Computer Networks
Unit 2: Physical Layer (Layer 1)
The lowest OSI layer — transmitting raw bits over physical media, signal encoding, and real-world infrastructure like submarine fiber cables.
What is the physical layer?
The Physical Layer is the lowest layer of the OSI model. It is responsible for transmitting raw bits (0s and 1s) from one device to another over a physical medium — copper wire, fiber-optic cable, or radio waves. It does not understand what the bits mean, only how to send and receive them as electrical, optical, or radio signals.
Unit of data: bit
Responsibilities
- Signal transmission — converts bits into signals (electrical, light, radio) and back.
- Bit synchronisation — keeps sender and receiver clocks aligned.
- Bit rate control — defines how many bits per second can be transmitted.
- Transmission mode — simplex (one-way), half-duplex (one direction at a time), or full-duplex (both directions simultaneously).
- Physical topology — how devices are physically arranged (bus, star, ring, mesh).
Physical media
Bits can travel through several types of media:
| Medium | Examples | Typical use |
|---|---|---|
| Copper cable | Twisted pair (Cat 5e / Cat 6), coax | Office LANs, home internet |
| Fiber optic | Single-mode, multi-mode | Data centers, long-haul |
| Wireless | Wi-Fi (radio), Bluetooth, 4G / 5G | Mobile devices, IoT |
Devices at the physical layer
- Hub — broadcasts incoming bits to all ports (mostly obsolete).
- Repeater — regenerates a weakened signal over long distances.
- Cables and connectors — RJ-45 jacks, fiber connectors (LC, SC).
- NIC (Network Interface Card) — the part that converts digital data to signals.
- Modem — modulates/demodulates signals between digital and analog.
Example — sending a single byte
When your computer sends the letter A (ASCII 01000001) over an Ethernet cable:
- The NIC takes the 8 bits.
- It converts each bit into an electrical voltage (e.g. high =
1, low =0). - The voltages travel down the cable to the next device.
- The receiving NIC reads the voltages back into bits.
The physical layer doesn’t know it’s the letter A — it just moves bits.
Real-world scenarios
Meta’s 2Africa submarine cable
To connect billions of users, Meta (Facebook) co-funds submarine fiber-optic cables that physically span continents. The 2Africa cable is one of the longest in the world, wrapping around the African continent. Every WhatsApp message, every Instagram photo, and every Facebook video call that crosses an ocean travels as pulses of light through these cables — pure physical-layer infrastructure.

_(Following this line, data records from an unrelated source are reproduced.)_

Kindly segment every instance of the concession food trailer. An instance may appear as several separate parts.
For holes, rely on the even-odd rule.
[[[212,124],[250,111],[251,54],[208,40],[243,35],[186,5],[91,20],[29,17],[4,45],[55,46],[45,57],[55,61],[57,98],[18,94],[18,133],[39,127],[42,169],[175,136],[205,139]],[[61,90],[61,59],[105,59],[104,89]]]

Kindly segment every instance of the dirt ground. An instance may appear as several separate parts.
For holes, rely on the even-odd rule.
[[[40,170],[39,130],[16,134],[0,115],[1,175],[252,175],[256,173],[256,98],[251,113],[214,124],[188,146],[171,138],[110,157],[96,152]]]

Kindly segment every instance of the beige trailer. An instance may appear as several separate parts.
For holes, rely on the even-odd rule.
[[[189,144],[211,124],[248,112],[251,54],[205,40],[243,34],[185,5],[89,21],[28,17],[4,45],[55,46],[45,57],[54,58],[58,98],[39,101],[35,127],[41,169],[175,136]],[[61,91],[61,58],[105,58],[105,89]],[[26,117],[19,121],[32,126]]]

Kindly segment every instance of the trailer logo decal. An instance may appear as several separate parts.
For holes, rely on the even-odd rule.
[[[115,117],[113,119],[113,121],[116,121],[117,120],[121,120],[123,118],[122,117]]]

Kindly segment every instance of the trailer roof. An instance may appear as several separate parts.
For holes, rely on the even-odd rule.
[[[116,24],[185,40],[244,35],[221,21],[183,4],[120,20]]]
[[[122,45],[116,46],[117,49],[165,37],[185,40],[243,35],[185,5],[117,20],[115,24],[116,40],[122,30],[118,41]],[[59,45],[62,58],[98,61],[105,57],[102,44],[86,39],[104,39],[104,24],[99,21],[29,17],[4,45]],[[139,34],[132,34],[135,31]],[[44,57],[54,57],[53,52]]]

Google’s private fiber backbone
Google operates one of the largest private fiber-optic backbones in the world, including dedicated submarine cables like Curie (US ↔ Chile) and Dunant (US ↔ France). This gives Google direct physical control over the medium, reducing latency between data centers and improving reliability for products like YouTube and Google Cloud.
Netflix Open Connect
Netflix ships physical Open Connect appliances (essentially specialised servers full of storage) directly to ISP data centers around the world. The video bits then travel a much shorter physical distance to your home — usually over the ISP’s local fiber — which is why Netflix loads instantly even during peak hours.
5G base stations
Telecom companies like Verizon, AT&T, and Jio install thousands of 5G antennas and small cells. Each antenna is a Physical Layer device that turns bits into radio waves and back, enabling gigabit-class wireless internet to phones.
Common physical-layer problems
- Damaged or unplugged cables.
- Faulty NIC or transceiver.
- Signal attenuation over long distances.
- Electromagnetic interference (EMI) on copper cables.
- Wi-Fi dead zones or radio interference.
When network troubleshooting, technicians always start by asking: “Is it plugged in? Is the link light on?” — that is Layer 1 thinking.